Statement of Freja Carbone regarding the death of her mother and an old wooden chair. Original Statement given 3rd of November, 2018. Audio recording by Jonathan Sims, the Archivist. Statement begins...

[The Statement details a story about a woman whose mother had been growing increasingly isolated in her old age. More and more of her friends dying, fewer connections. The daughter, Freja had tried to reach out now and then, but it had just got so hard with a new job and really, her mother wasn't an invalid or senile. She was perfectly capable of getting out and doing things. And she just... hadn't. Just sat alone in her house, in an old wooden rocking chair that Freja had always hated. It was an uncomfortable thing, forever cold, no matter how long it was sat in, its rocks were uneven, and it didn't even have a satisfying creak to it. It was an utterly silent thing. You felt like you might just disappear into the cold forever sitting in that chair.

But every time she'd visit, her mother would be in it, staring at old pictures on the wall, listless. She'd tried to have it replaced. It wasn't even a nice chair. It had to be terrible for her mother's back. But every time she'd think to bring it up, she'd just as soon had a sense that if she got rid of that chair, something terrible would happen.

And it did. She'd hauled the chair away one evening when she'd forcibly sent her mother out to see a movie with her husband. Drove the thing to the dump and left it just outside the fence line since it was after hours. It couldn't do anymore harm. She'd replaced the chair, of course, with a proper rocker. Something padded, something warm with a gentle squeak that could bring a little life to a quiet room. Her mother had hated it, had despaired. She'd just gone to bed sobbing. Freja had found her like that the next day, lying abed in misery.

She stopped eating, stopped moving. Freja had had to move her to hospital, but even with IVs and feeding tubes and medications, she hadn't lasted long. Perhaps it was because the staff were inattentive, though. Freja had noticed it. They seemed to forget her mother was there sometimes. Missed checking in on her for hours at a time. And no matter how many blankets she had, her mother always felt cold.

Freja had convinced herself, this was the chair's doing somehow.

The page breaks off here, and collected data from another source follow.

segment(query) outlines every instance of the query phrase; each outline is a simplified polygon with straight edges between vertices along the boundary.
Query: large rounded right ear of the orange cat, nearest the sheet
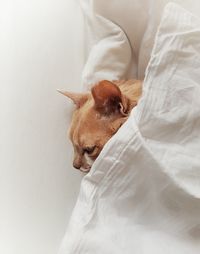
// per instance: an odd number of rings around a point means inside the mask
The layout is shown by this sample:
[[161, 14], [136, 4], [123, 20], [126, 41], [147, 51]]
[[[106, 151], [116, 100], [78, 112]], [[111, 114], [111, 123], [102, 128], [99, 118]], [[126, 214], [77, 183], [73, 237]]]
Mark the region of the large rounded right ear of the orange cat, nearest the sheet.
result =
[[95, 85], [91, 92], [95, 108], [100, 113], [109, 115], [120, 112], [124, 116], [127, 115], [128, 99], [122, 95], [119, 87], [114, 83], [103, 80]]

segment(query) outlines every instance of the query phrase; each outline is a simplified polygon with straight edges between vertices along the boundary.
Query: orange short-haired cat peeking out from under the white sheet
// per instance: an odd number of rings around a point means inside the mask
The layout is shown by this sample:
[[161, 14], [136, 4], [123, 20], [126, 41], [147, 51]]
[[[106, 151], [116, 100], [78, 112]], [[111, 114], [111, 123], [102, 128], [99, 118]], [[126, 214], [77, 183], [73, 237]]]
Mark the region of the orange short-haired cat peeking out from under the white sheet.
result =
[[103, 80], [86, 94], [58, 91], [76, 105], [69, 131], [74, 146], [73, 166], [88, 172], [106, 142], [137, 105], [142, 81]]

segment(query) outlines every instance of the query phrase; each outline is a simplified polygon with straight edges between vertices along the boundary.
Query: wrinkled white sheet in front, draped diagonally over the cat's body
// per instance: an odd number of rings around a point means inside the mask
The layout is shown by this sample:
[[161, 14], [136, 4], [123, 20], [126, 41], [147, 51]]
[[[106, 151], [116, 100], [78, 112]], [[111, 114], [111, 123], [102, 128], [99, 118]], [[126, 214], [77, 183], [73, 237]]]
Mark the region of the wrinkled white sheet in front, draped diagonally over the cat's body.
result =
[[143, 97], [84, 177], [60, 254], [200, 253], [199, 38], [199, 19], [168, 4]]

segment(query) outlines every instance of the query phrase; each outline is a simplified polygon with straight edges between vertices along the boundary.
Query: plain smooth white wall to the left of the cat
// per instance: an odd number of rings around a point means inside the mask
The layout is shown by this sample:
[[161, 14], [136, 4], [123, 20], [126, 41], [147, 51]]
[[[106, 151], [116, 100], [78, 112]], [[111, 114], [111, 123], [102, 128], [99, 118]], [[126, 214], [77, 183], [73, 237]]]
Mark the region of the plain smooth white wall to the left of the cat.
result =
[[75, 0], [0, 1], [0, 253], [56, 253], [82, 175], [72, 168], [83, 18]]

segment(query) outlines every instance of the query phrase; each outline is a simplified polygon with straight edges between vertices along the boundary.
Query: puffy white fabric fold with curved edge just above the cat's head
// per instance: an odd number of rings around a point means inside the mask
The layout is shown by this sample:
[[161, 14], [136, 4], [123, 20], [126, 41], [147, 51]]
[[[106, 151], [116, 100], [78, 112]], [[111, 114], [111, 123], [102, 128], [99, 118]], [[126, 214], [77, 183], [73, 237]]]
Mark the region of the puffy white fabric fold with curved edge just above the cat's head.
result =
[[83, 88], [89, 89], [104, 79], [125, 78], [131, 64], [136, 70], [136, 61], [127, 36], [118, 25], [94, 11], [92, 1], [83, 0], [80, 3], [92, 34], [92, 46], [82, 74]]

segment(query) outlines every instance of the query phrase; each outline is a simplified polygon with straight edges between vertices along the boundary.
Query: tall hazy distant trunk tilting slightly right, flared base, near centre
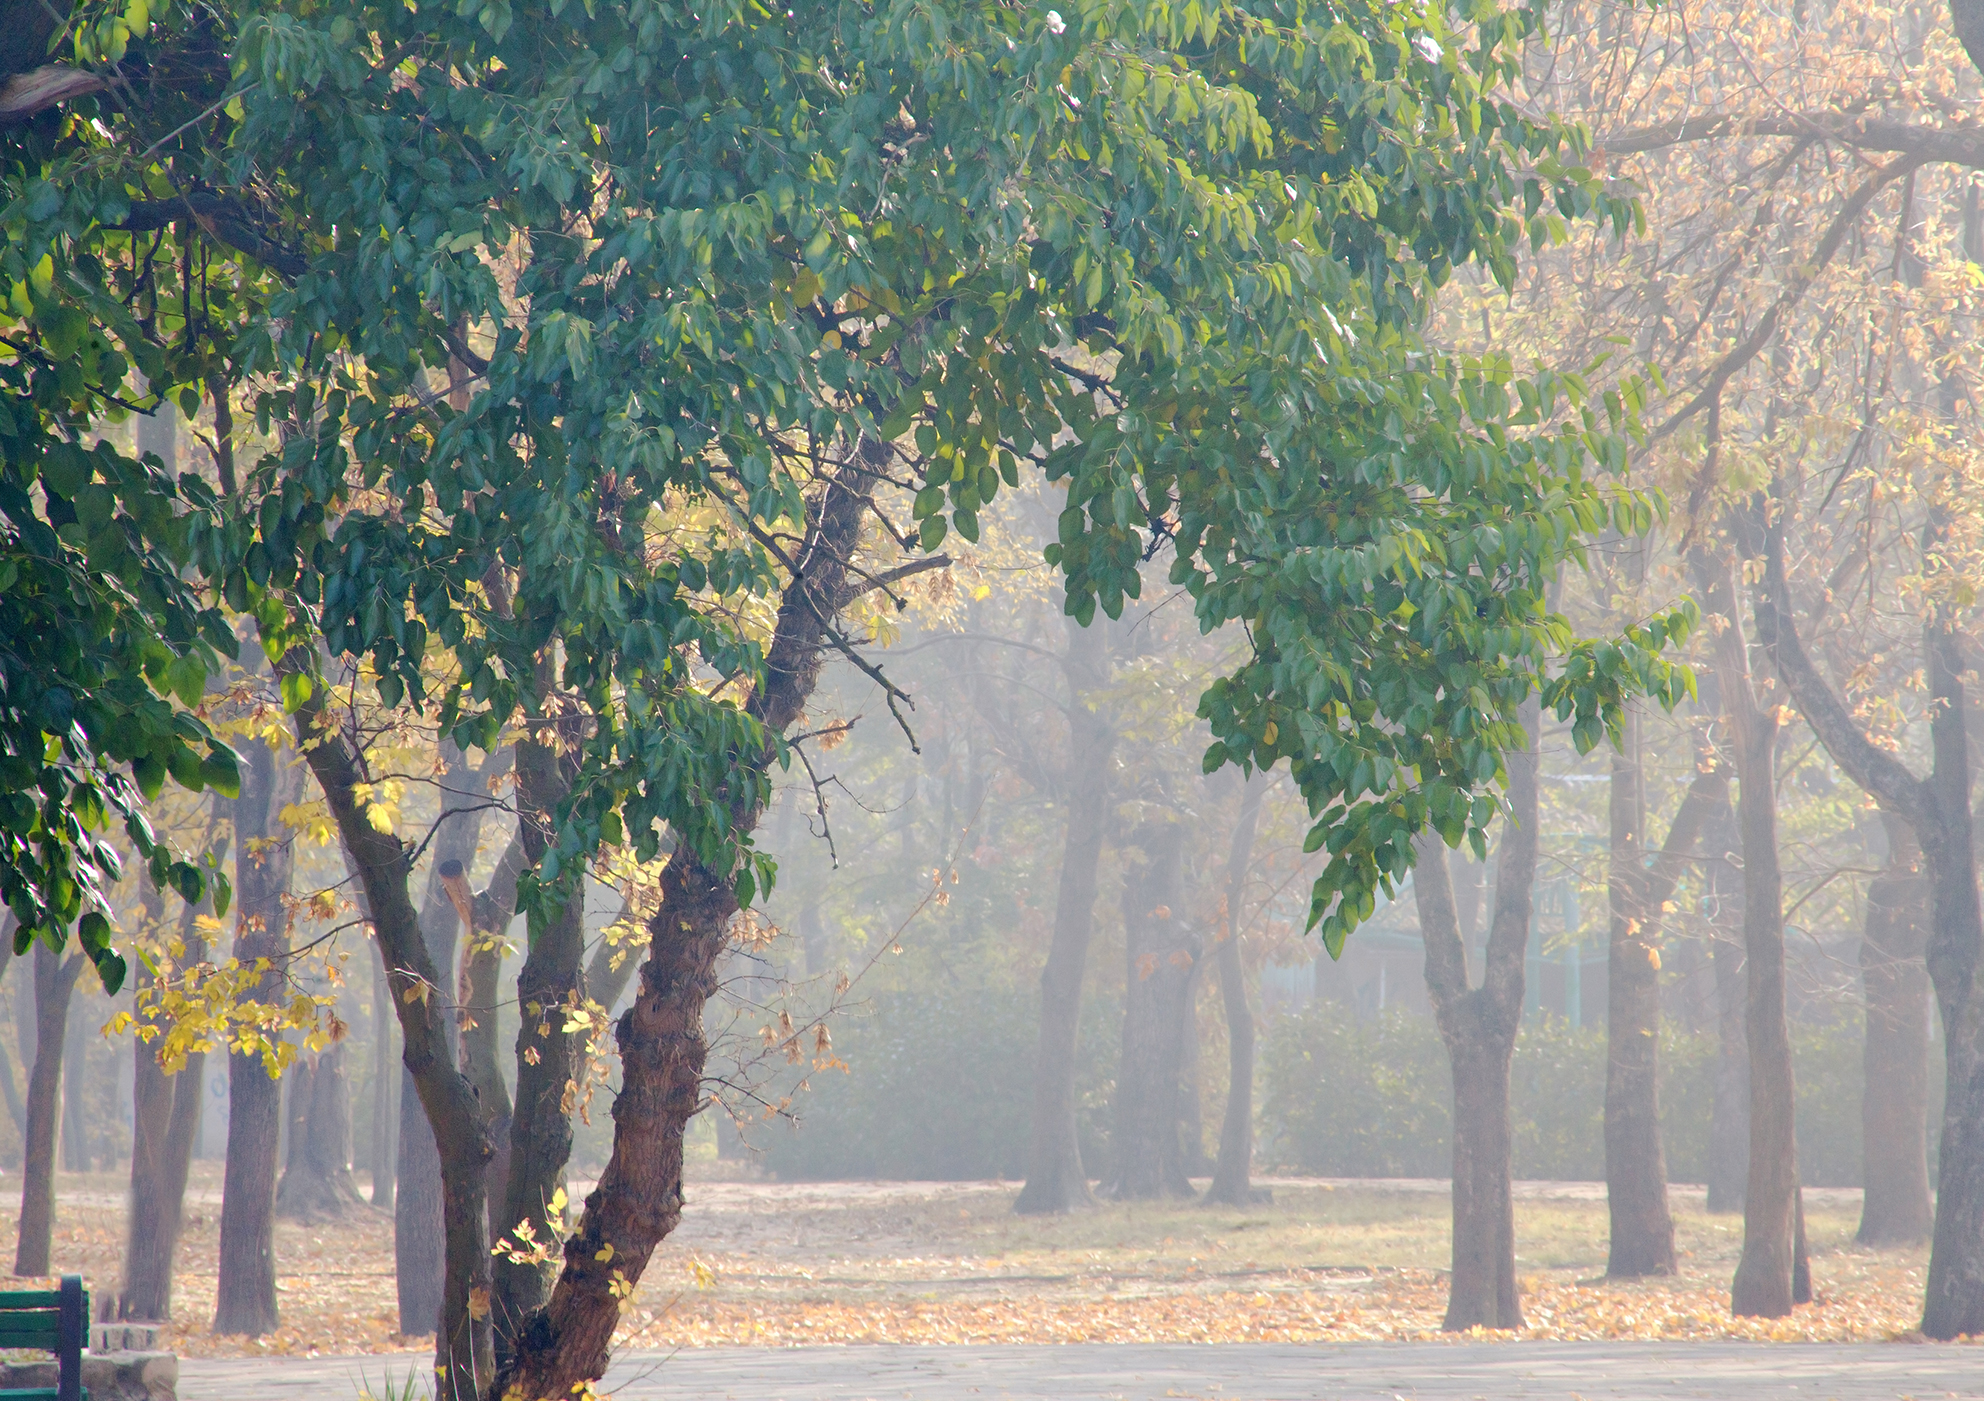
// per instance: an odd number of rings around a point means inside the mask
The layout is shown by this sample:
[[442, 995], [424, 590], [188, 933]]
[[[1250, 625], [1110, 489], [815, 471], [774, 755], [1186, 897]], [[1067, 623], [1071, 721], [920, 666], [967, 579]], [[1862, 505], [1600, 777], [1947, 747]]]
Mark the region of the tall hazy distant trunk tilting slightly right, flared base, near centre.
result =
[[1054, 903], [1054, 943], [1040, 970], [1040, 1052], [1034, 1058], [1034, 1139], [1026, 1187], [1012, 1209], [1022, 1214], [1091, 1207], [1075, 1123], [1075, 1064], [1081, 1038], [1081, 980], [1095, 931], [1097, 867], [1109, 824], [1109, 778], [1115, 768], [1113, 716], [1095, 700], [1109, 681], [1109, 651], [1099, 629], [1069, 623], [1067, 786], [1061, 808], [1061, 877]]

But she'd left it for a few weeks, just mourning her mother. She'd come into the Institute because of something that had happened three days before giving her Statement. A large crate had been delivered, no return address, but clearly postmarked to her. It had contained the chair, and she'd felt compelled to bring it inside, to sit down.]


It's been getting harder to leave that chair these past few days. And I'm very cold.

Statement ends.

[Jon sighs out a breath. Throughout the thing, he's become more and more alert, shifting to sit up more, straining that the braces that are no longer needed.]

A artefact of the Lonely, if I have my guess. Or something very like it. We'll need to follow-up with Ms. Carbone and see that the chair is removed and destroyed. Hopefully, fire will ensure it won't return this time.

[He cranes to look over at Ava.]

Could you get all of this off of me? I don't need it anymore.